— Не смейтесь.
— Да какой уж тут смех! А с чего ты взял, что здесь на самом деле что-то произошло?
— Ниоткуда не взял. Просто знаю.
— То есть? Что ты знаешь?
— Можно я только спрошу у вас кое-что? — Он вскинул на меня серьёзные глаза с застывшим в глубине страхом. — Только вы обещайте, что честно ответите.
— Ну, давай.
— А вы честно ответите?
— Постараюсь.
— Вы верите в потусторонний мир?
Я чуть не подавился дымом.
— Во что?
— Только честно, вы обещали.
— Прости, боюсь, не совсем тебя понял.
— Ну, что есть люди, которые… не совсем люди. В общем, что всякие сказки — это не совсем сказки. Ну, там, про жизнь после смерти, про то, что есть такие… люди, которые пьют кровь других людей… вампиры. Верите?

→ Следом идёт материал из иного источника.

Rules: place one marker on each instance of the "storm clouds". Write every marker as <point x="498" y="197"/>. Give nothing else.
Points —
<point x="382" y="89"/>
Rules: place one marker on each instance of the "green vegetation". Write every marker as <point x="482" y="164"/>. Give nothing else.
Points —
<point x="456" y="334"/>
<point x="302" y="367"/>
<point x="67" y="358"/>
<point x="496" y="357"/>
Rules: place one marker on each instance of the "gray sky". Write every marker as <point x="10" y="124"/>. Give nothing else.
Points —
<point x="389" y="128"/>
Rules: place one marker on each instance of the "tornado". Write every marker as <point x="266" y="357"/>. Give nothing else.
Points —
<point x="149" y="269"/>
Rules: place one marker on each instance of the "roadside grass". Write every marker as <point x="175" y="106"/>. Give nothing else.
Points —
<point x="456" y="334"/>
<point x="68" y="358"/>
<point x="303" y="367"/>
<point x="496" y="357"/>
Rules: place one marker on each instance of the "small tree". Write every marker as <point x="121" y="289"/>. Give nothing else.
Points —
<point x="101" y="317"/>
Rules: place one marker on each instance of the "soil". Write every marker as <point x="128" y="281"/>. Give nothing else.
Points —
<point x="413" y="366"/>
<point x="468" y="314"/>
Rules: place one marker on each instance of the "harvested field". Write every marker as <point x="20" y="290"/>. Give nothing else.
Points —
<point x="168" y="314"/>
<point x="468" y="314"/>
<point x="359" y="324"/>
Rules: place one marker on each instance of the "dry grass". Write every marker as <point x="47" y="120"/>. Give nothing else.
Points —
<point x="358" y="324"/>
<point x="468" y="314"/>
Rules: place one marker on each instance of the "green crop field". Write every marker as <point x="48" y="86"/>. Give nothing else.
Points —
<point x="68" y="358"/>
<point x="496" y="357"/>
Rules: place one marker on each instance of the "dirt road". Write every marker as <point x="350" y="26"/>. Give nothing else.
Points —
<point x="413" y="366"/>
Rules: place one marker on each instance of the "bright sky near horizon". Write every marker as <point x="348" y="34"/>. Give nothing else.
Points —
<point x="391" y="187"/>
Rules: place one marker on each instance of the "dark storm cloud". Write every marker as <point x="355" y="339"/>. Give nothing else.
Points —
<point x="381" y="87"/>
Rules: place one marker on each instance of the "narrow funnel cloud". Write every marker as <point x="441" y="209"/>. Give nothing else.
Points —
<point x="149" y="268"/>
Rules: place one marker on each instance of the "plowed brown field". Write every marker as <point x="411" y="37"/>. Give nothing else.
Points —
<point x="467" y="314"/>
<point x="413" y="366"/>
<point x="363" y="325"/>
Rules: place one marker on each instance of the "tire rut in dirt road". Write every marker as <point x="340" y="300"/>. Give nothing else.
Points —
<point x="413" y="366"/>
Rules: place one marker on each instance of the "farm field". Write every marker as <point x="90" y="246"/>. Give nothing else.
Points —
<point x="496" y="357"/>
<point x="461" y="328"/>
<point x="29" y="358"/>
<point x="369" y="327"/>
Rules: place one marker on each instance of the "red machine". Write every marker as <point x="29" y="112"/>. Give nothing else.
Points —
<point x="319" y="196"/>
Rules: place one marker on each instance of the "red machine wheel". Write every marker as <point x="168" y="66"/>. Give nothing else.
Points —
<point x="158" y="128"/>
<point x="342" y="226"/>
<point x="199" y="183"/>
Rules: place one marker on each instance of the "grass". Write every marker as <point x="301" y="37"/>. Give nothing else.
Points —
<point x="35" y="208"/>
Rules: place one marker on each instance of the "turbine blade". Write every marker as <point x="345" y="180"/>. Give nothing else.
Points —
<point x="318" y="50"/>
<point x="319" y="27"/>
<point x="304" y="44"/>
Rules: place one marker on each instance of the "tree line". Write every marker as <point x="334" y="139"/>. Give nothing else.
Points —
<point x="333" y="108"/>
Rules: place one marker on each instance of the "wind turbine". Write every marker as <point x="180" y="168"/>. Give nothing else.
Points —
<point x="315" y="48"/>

— Извини, конечно, но не верю.
— Но не зря же люди столько веков в это верили! Вот скажите, почему? Если это всё сказки, то почему они такие долговечные? Разве стали бы люди столько веков верить в ерунду? Ведь если кто-то скажет, что верит в бога, вы же не удивитесь? Но существование бога ведь тоже не объясняется наукой! Тогда если существует бог, то почему бы не существовать и потустороннему миру? Ну скажите, почему?
— Ой, ну ты загнул. Я, честно говоря, и в бога-то не особо верю. А с чего ты вдруг… откуда у тебя такие мысли?

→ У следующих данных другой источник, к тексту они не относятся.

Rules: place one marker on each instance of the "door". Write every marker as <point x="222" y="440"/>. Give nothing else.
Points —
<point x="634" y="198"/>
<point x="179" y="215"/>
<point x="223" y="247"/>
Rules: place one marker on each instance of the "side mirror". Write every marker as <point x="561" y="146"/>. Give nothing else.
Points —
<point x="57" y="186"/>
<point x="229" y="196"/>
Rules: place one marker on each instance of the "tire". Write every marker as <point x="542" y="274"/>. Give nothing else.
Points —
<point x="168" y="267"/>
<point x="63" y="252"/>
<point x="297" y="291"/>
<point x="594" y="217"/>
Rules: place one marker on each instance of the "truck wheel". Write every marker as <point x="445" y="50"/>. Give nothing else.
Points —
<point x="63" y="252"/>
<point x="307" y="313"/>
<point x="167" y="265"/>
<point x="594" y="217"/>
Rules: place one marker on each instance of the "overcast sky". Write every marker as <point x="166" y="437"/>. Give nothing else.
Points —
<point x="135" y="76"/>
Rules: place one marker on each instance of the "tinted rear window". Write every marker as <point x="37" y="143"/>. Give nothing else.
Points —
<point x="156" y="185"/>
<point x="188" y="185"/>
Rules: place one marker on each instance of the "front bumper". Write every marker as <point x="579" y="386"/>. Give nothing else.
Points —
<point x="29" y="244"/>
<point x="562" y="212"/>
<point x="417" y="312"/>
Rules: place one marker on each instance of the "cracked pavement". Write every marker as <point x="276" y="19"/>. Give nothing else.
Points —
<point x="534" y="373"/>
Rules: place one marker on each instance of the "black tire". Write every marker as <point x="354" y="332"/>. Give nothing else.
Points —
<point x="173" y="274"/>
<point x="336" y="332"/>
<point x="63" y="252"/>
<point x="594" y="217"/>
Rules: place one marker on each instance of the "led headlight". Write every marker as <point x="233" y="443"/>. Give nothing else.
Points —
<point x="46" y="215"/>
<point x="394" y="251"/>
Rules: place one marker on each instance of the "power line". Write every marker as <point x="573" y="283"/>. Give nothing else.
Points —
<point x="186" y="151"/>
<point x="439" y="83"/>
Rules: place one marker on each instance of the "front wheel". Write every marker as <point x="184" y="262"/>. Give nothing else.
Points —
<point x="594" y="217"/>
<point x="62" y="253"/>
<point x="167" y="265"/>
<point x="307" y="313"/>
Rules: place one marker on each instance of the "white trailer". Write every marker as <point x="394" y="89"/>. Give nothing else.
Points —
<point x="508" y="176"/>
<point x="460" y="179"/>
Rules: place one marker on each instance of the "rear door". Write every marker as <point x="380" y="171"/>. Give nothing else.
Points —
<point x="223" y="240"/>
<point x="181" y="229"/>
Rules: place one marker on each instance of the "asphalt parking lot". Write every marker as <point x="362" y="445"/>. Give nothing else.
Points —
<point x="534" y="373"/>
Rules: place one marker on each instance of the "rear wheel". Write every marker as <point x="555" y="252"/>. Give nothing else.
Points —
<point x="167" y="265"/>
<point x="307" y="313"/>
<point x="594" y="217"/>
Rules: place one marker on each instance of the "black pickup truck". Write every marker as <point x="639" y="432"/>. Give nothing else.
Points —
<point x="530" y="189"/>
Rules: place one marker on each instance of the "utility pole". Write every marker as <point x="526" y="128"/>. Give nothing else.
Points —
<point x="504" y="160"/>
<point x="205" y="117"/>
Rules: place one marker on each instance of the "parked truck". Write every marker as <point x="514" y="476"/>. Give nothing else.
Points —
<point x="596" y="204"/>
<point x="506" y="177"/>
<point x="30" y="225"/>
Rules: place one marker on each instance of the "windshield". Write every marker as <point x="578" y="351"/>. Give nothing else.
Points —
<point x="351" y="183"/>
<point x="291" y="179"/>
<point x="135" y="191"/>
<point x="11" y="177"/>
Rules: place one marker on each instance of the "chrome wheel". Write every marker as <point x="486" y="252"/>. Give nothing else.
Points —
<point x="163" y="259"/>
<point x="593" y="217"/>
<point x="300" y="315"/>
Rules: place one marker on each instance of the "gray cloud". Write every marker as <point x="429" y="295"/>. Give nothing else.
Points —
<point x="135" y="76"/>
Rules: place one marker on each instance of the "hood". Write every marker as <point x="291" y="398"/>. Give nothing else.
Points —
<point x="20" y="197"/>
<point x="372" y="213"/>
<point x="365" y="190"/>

— Говорю же — я знаю, что тут произошло! Это я просто так сначала сказал про сатанистов, не было здесь никаких сатанистов. То есть, считалось, что были, но это, может, просто байка. А то, что тут на самом деле происходило — это было другое. — Я покачал головой, но он не дал мне возразить. — Подождите! Выслушайте сначала! Вы же сами спросили!
— Ну да, спросил. Но вампиры… извини!
— В этом доме уничтожили вампира.
— Извини, но версия с сатанистами мне больше нравится. Про них хоть в газете писали. Хотя, сейчас чего только не пишут.
— Можете смеяться. Только ведь вы видели его.
У меня возникло ощущение, что я медленно схожу с ума.
— Кого? Вампира?
— Прикованного человека.
— И это, по-твоему, вампир? У тебя буйная фантазия.
— Это не фантазия. Мой брат там был.
— Где был?
— Там… то есть — здесь, в этом доме. Мне тогда было двенадцать лет, но я всё помню. Я подслушивал их разговоры.
— Чьи?
— Брата. И Макса, это друг его… Был. Ненавижу его! Ненавижу! Это из-за него Антон пропал! А я начал видеть эти сны! Только я не знал, что это происходило здесь. Я это место только сейчас узнал, здесь всё — точно как во сне.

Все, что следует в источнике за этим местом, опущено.